# Caesar's Creek saugeye



## wright_714 (Feb 23, 2011)

The Dayton paper said the saugeye fishing was "outstanding." Can anybody confirm this? I am thinking about going over in the morning with some crawler harnesses and other unmentionables and trying my luck....


----------



## Weatherby (May 27, 2005)

Caught 4 today. 3 were 16"-17", 1 was a Fish Ohio right at 22".

Oh and we killed the crappie ended up with 38 keeper crappie 10"-13".


----------



## Saugeyefisher (Jul 19, 2010)

Weatherby,Nice! I have always wanted to haul the boat down that way and chase some eyes. With so much water i bet it can be a good challenge to figure out!
Bobby


----------



## wright_714 (Feb 23, 2011)

Went for 5 hours this morning and didn't hook a single eye. Caught a small bass and a punkinseed. What a disappointment. Used crawler harnesses, bass minnows etc and just cannot find them.


----------



## Weatherby (May 27, 2005)

Here are a few pics. Sorry for the quality, cell phone camera.
































wright_714 you have a pm.


----------



## muskieseeker (Oct 19, 2005)

didnt have to put my fat belly for everyone to see did you?


----------



## MuskieLuv (Oct 29, 2007)

muskieseeker said:


> didnt have to put my fat belly for everyone to see did you?
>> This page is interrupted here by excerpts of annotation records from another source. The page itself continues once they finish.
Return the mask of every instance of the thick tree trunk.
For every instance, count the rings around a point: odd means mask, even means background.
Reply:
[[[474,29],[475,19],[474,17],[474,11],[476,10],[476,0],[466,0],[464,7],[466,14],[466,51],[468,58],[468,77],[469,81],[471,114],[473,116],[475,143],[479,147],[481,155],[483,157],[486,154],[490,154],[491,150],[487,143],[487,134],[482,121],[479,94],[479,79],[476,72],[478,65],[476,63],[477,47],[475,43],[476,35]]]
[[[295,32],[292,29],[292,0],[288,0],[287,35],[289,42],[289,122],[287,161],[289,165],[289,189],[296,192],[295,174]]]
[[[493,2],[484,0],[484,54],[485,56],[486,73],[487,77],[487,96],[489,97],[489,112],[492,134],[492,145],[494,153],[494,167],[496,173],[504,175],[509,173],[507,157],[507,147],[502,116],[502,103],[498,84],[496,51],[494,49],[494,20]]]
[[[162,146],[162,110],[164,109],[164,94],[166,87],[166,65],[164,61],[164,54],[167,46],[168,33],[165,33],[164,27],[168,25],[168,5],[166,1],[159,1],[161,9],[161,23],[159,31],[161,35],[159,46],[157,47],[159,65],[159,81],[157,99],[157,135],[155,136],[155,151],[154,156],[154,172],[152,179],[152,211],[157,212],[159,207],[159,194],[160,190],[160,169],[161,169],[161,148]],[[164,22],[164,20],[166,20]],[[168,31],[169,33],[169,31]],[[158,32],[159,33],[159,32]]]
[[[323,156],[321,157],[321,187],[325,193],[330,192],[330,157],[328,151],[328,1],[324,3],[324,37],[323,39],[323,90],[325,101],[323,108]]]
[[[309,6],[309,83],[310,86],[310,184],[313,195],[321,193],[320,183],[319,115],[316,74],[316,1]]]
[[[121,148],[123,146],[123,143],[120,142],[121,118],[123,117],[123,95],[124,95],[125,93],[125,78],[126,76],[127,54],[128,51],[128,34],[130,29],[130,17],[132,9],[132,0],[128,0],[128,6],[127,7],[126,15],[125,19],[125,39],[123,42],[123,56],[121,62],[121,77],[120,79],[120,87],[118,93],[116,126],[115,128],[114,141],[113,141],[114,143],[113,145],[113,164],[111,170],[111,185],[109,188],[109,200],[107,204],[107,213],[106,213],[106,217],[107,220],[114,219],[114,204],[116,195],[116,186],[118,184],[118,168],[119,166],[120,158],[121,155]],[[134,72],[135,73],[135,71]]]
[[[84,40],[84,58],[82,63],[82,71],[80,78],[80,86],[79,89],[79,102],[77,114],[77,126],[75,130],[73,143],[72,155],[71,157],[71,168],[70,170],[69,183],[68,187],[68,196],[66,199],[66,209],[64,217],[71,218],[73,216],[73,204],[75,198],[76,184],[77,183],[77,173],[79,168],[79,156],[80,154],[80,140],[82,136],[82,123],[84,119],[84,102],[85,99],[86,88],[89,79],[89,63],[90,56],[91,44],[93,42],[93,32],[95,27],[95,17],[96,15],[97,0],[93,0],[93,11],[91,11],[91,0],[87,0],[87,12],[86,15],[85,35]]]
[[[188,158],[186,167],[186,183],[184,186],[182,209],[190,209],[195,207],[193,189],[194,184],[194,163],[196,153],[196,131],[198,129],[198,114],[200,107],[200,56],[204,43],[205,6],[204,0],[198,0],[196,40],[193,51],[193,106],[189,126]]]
Got me a new screen saver!


----------



## warden (Jun 14, 2007)

Nice saugeye!! We are catching some but most are small. Crappie fishining very good,minnows and cranks. Temp 80, good visibilty.


----------



## muskieseeker (Oct 19, 2005)

Jarrod your not helping! We have had a pretty good couple of weekends. Last week the bass were on fire this week the crappie and saugeye were on fire. Hopefully next weekend everything will be on fire!


----------



## Wally Diver (Aug 27, 2006)

I was there yesterday and today must have caught 20 saugeye with only one being legal it was 16 1/2 inches, I also caught crappie tons of them mostly 10 to 11 inches. I saw one jerk keeping the 10 to 12 inch saugeye hopfully the game warden will check his live well some day.


----------



## Weatherby (May 27, 2005)

> I saw one jerk keeping the 10 to 12 inch saugeye hopfully the game warden will check his live well some day.



I think I would have said something to him.




> didnt have to put my fat belly for everyone to see did you?



I thought maybe your ugly face would distract them. 




> Got me a new screen saver!


Why would you want to break your computer?


----------



## backlashed (Mar 19, 2011)

All that from a guy wearing a pink fuzzy top hat. 

We were at CC yesterday and the water is really clearing up. We got skunked but ran into some boys that said they'd caught about 15 bass.


----------